Engineering a flying car is easier today than its every been, thanks to considerable advancements in lightweight materials, electrical power generation and computer-assisted design that doesn’t risk lives with live trials.
What’s more, where dedicated hobbyists once made up the bulk of those trying to fashion a machine that could seamlessly transition from concrete to the clouds, today some of the smartest and wealthiest individuals on earth are on the hunt. Larry Page, co-founder of Google, has personally invested in two secretive flying car companies, ZeeAero and Kitty Hawk.
Much like with self-driving cars, actually creating a dual-purpose flying car is more likely a matter of when than if.
When it comes to overcoming regulatory obstacles, flying car startups may be taking their cues from SpaceX and Tesla CEO Elon Musk, who bulldozed his way into the automotive manufacturing business.
While Tesla’s profitability remains a concern for investors, there’s no question that Musk has made a name for himself and his sleek electric sedans while causing many consumers to reevaluate electric vehicles.
Similarly, flying car companies may also be taking an if-you-build-it-they-will-buy-it approach, banking on public demand pushing lawmakers to pave the way for the new transportation. Terrafugia, Zee.Aero and others did not respond to a request for comment.
For the moment, the FAA is taking a “flexible, risk-based approach” to evaluating this evolving tech, especially when it comes to machines that would not require drivers to be pilots and instead fly themselves.
“Autonomous passenger air car concepts are still in their early stages (and) several areas need further research,” including the aircraft’s operational risks and its ability to interact with air traffic control, the FAA said in a statement.
As for consumer’s embracing this new form of travel, given how long this almost cartoon-ish vision (think The Jetsons) has tantalized us, it would stand to reason that everyone would be on board.
But a recent survey by Michael Sivak and
Brandon Schoettle of the University of Michigan’s Transportation Research Institute suggests that such excitement is tempered by real concerns. After all, a fender bender on the ground is already a hassle; an airborne one could be a disaster for those above and below.
According to UMTRI’s survey, while 75 per cent cited shorter travel times as a reason for being interested in the tech, 62% said they “very concerned” about the overall safety of flying cars, with more than half troubled at the prospect of being in such craft in poor weather or at night.
More than 60 per cent were moderately or very concerned about the skills required to fly the vehicle, which is perhaps why VTOL machines that are fully automated have the greatest chance of gaining mass acceptance from commuters.
In 2016, Uber published a white paper that suggested the ride-hailing giant, which is in the middle of a series of cultural crises, was going to seriously pursue not just autonomous cars but also self-flying VTOL aircraft. The paper sketched out a future filled with on-demand air transportation that would shorten a two-hour San Jose to San Francisco drive to a 15-minute VTOL breeze.

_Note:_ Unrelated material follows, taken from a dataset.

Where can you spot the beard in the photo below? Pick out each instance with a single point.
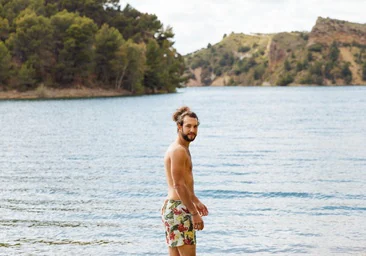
(189, 137)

“We believe in the long term, VTOL will be even less expensive than owning a car,” the paper notes, citing high demand that would trigger high production and lower vehicle costs.
On the flip side, hurdles acknowledged in the Uber document include certification by U.S. and European agencies that regulate the skies, further improvement in battery technology that would keep the craft light and flying for longer periods, and reliability issues when considering a craft that must repeatedly collect passengers with gentle landings but also get them places at up to 320kmh
In the meantime, the high-tech tinkering continues in workshops around the world, driven as much by innovation as by the simple desire to get out of earth-bound gridlock.
“Everyone’s had the same dream,” says Brauer. “You’re stuck in traffic, and you imagine yourself simply flying away.”